It remains to show $a\sim b\iff a{b}^{-1}\in \mathbb{H}.$ By compatibility of $\sim$ with the group structure, we have $a\sim b\Rightarrow a{b}^{-1}\sim b{b}^{-1}\Rightarrow a{b}^{-1}\sim e$ and $a{b}^{-1}\sim e\Rightarrow a{b}^{-1}b\sim b\Rightarrow a\sim b.$ Hence $a\sim b\iff a{b}^{-1}\sim e\iff a{b}^{-1}\in \mathbb{H},$ which concludes the proof.

Let $\mathbb{H}$ be a normal subgroup of $\mathbb{G}$ and let $\sim$ be the equivalence relation defined by $a\sim b\iff a{b}^{-1}\in \mathbb{H}.$ Then the quotient set $\mathbb{G}/\sim$ equipped with the binary operation defined by $[a][b]=[ab]$ is a group (as shown in the proposition below) called the quotient group associated with $\mathbb{H}$ and denoted $\mathbb{G}/\mathbb{H}.$ Note that the order of $\mathbb{G}/\mathbb{H}$ is $[\mathbb{G}:\mathbb{H}],$ the index of $\mathbb{H}.$

Proposition 5.11. Let $\mathbb{G}$ be a group and $\mathbb{H}$ be a normal subgroup of $\mathbb{G}.$ Then $\mathbb{G}/\mathbb{H}$ is a group. Its identity element is $[e]$ and the inverse of $[a]$ is $[a{]}^{-1}:=[a^{-1}].$ If $\mathbb{G}$ is abelian then so is $\mathbb{G}/\mathbb{H}.$

Proof

This follows straightforwardly from the definition of the binary operation $[a][b]=[ab].$

Homomorphisms and Isomorphisms

Let $\mathbb{G}$ and ${\mathbb{G}}^{\prime }$ be two groups.

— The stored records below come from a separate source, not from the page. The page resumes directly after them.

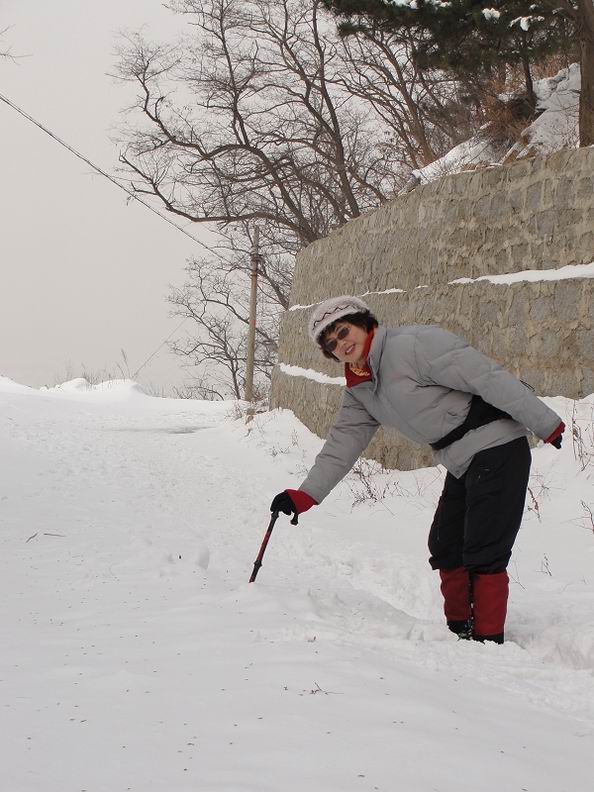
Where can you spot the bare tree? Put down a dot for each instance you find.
(258, 116)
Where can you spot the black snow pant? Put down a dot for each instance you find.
(478, 515)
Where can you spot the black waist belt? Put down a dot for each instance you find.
(480, 413)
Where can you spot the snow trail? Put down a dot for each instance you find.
(136, 656)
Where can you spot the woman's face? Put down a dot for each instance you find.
(350, 343)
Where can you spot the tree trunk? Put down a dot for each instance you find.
(586, 35)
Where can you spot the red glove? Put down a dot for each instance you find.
(557, 437)
(302, 500)
(292, 502)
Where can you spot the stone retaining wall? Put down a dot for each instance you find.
(534, 215)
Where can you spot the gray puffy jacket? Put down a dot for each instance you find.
(423, 379)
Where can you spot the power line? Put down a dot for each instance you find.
(108, 176)
(117, 183)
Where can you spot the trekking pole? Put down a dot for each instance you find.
(258, 561)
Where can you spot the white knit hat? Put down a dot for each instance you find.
(330, 311)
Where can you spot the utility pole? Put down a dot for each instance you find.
(251, 341)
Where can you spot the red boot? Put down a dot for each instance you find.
(490, 594)
(455, 587)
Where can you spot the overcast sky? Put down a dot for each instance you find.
(83, 273)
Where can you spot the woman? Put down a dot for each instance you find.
(435, 389)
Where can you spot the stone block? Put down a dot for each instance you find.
(528, 215)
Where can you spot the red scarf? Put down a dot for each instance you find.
(356, 379)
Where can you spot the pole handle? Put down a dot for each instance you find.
(258, 561)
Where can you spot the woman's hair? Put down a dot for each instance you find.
(365, 320)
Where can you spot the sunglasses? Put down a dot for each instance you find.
(341, 334)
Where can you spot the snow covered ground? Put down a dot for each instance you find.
(135, 655)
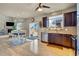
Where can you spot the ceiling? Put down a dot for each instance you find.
(28, 9)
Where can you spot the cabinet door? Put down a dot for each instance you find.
(51, 38)
(67, 41)
(70, 19)
(58, 39)
(67, 19)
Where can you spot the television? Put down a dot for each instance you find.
(9, 23)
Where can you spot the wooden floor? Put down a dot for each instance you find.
(7, 49)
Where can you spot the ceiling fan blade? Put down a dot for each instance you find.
(45, 6)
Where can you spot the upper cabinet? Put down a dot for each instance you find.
(45, 22)
(70, 19)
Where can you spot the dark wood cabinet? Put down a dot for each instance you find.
(70, 19)
(45, 22)
(67, 41)
(60, 39)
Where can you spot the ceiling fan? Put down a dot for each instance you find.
(40, 6)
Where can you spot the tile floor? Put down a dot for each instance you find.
(23, 50)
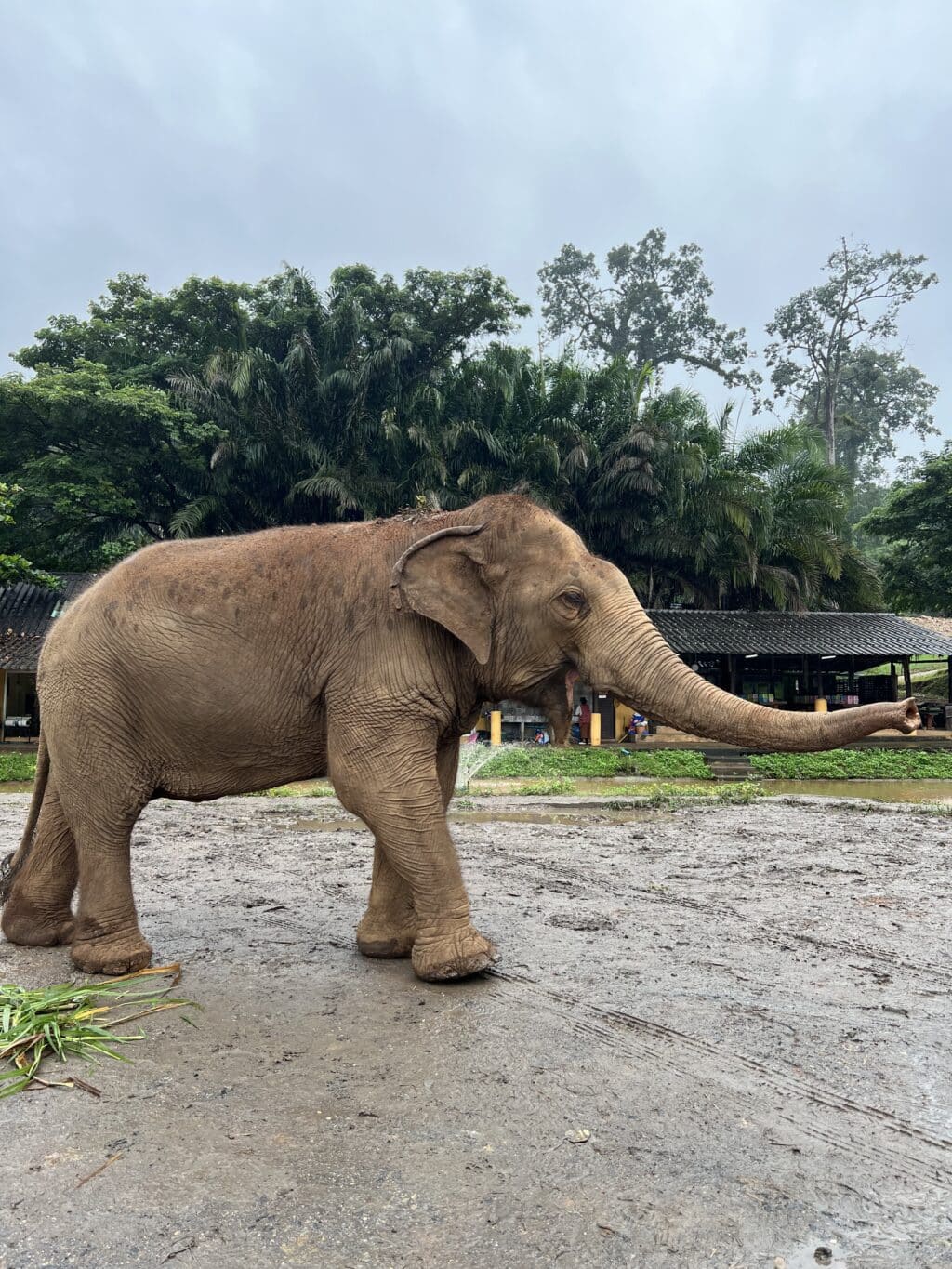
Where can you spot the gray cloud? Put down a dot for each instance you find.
(225, 138)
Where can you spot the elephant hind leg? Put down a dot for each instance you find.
(389, 925)
(101, 813)
(37, 913)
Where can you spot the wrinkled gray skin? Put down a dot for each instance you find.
(362, 651)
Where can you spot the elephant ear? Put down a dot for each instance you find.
(441, 577)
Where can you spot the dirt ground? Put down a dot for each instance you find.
(718, 1037)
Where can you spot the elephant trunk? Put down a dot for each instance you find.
(648, 673)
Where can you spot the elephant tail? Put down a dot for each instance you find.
(11, 865)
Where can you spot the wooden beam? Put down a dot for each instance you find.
(906, 677)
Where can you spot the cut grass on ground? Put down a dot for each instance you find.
(854, 764)
(17, 767)
(582, 761)
(75, 1021)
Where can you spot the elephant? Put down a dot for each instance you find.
(204, 668)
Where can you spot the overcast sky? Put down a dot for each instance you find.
(228, 136)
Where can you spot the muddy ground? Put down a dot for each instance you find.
(718, 1037)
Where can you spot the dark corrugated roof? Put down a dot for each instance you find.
(798, 633)
(27, 613)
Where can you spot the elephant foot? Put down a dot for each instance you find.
(452, 956)
(33, 927)
(112, 953)
(385, 939)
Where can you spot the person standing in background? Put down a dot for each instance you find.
(584, 721)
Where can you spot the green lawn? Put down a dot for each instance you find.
(583, 761)
(854, 764)
(17, 767)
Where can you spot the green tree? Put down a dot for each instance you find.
(653, 308)
(826, 358)
(916, 524)
(16, 567)
(99, 465)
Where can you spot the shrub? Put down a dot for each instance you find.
(854, 764)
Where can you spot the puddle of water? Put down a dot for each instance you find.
(878, 791)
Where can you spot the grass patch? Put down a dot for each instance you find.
(295, 791)
(73, 1021)
(544, 787)
(854, 764)
(17, 767)
(734, 793)
(582, 761)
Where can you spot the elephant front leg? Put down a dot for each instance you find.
(402, 800)
(389, 925)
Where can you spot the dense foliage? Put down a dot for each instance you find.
(830, 357)
(916, 524)
(223, 407)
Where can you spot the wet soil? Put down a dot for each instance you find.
(719, 1037)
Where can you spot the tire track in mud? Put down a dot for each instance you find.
(750, 931)
(690, 1057)
(603, 1024)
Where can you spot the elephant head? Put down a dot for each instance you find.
(532, 604)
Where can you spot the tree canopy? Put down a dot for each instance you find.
(225, 407)
(830, 354)
(654, 308)
(916, 524)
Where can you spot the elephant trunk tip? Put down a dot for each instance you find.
(907, 717)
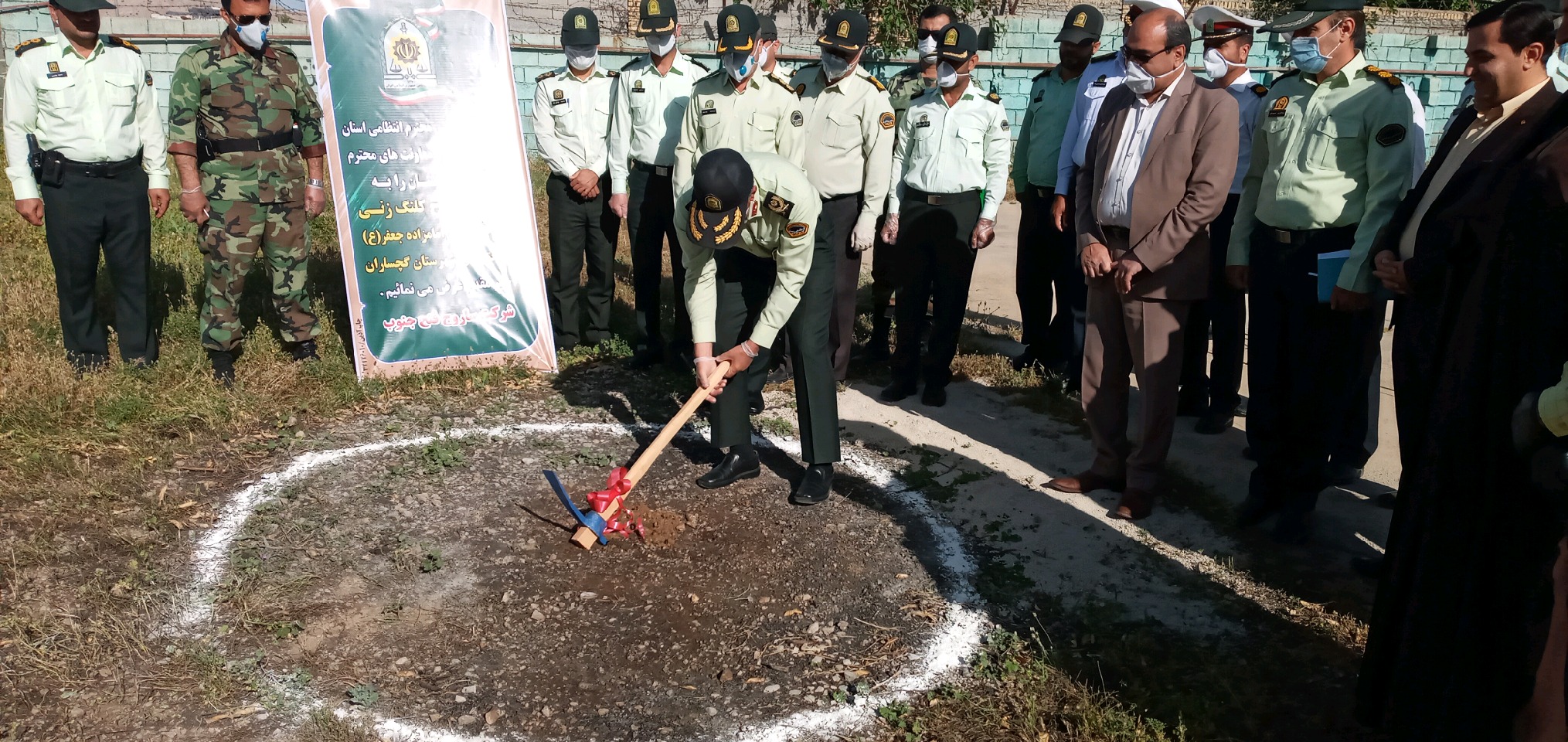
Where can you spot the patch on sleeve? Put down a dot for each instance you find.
(1391, 135)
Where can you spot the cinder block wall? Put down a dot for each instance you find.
(1430, 65)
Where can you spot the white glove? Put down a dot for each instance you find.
(864, 234)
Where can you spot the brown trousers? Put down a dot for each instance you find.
(1129, 335)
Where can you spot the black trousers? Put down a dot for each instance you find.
(82, 217)
(833, 234)
(935, 264)
(1308, 367)
(1048, 259)
(582, 231)
(743, 286)
(1217, 385)
(651, 228)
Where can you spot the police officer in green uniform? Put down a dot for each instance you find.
(85, 157)
(902, 90)
(571, 123)
(1328, 167)
(245, 131)
(648, 102)
(754, 272)
(949, 175)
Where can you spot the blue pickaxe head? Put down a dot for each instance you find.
(590, 519)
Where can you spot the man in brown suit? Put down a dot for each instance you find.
(1156, 173)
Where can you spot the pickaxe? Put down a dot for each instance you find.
(607, 504)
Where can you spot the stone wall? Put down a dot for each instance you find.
(1430, 65)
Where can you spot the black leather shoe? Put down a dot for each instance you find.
(934, 396)
(1368, 567)
(815, 487)
(1214, 424)
(304, 352)
(1255, 510)
(896, 391)
(645, 358)
(222, 366)
(730, 469)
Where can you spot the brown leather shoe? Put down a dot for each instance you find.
(1084, 482)
(1136, 505)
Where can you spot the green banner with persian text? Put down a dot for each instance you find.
(431, 190)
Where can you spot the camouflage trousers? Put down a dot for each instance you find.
(233, 239)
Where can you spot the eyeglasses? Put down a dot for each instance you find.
(1145, 59)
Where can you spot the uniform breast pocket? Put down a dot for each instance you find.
(1335, 145)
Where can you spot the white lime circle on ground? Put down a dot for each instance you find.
(955, 639)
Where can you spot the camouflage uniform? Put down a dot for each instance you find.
(257, 198)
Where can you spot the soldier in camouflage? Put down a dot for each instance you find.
(902, 90)
(242, 118)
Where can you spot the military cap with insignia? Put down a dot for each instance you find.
(845, 30)
(737, 29)
(579, 29)
(1308, 13)
(656, 16)
(1217, 24)
(1084, 22)
(720, 192)
(957, 43)
(82, 5)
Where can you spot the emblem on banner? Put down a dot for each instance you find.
(408, 68)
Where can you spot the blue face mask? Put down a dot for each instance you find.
(1307, 57)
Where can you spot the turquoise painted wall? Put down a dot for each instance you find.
(1022, 41)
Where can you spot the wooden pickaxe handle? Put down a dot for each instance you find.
(585, 537)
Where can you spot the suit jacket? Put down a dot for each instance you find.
(1181, 186)
(1454, 213)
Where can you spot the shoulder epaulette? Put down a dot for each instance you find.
(1382, 74)
(30, 44)
(117, 41)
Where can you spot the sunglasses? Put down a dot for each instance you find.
(1145, 59)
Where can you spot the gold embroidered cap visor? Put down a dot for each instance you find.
(720, 193)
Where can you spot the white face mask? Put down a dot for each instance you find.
(1216, 65)
(253, 35)
(1141, 80)
(835, 66)
(582, 59)
(661, 44)
(947, 76)
(739, 65)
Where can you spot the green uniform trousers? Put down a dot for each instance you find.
(233, 239)
(743, 286)
(580, 230)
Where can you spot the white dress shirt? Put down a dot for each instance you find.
(1095, 83)
(1115, 198)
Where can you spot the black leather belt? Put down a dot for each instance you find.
(656, 170)
(102, 168)
(941, 198)
(257, 145)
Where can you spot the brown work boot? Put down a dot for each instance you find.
(1136, 505)
(1086, 482)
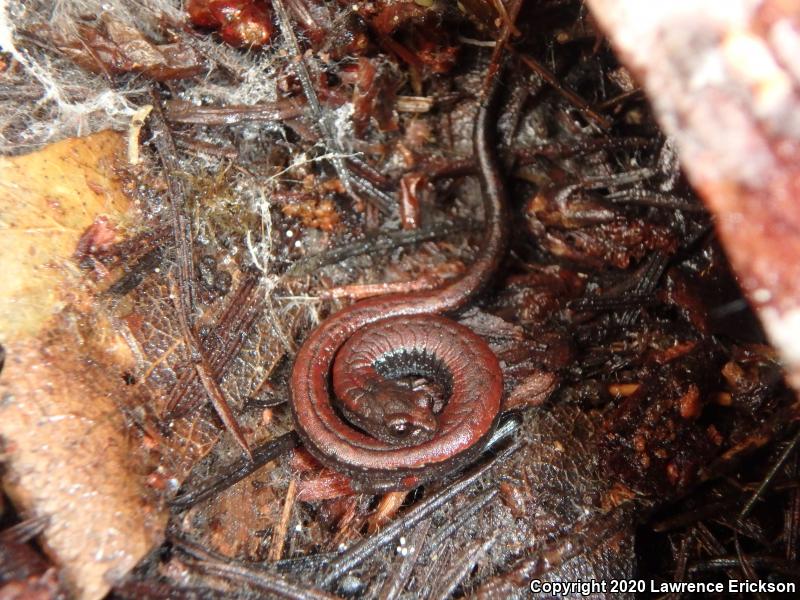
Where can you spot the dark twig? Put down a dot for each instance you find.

• A group homomorphism is a function $f$ from $\mathbb{G}$ to ${\mathbb{G}}^{\prime }$ such that for every $a,b\in \mathbb{G},$ $f(ab)=f(a)f(b).$
• If $\mathbb{G}={\mathbb{G}}^{\prime },$ then $f$ is called a group endomorphism.
• If $f$ is bijective, then $f$ is called a group isomorphism and groups $\mathbb{G}$ and ${\mathbb{G}}^{\prime }$ are said isomorphic, denoted $\mathbb{G}\cong {\mathbb{G}}^{\prime }.$
• If $\mathbb{G}={\mathbb{G}}^{\prime }$ and $f$ is bijective, then $f$ is called a group automorphism (hence, a group automorphism is both a group endomorphism and a group isomorphism).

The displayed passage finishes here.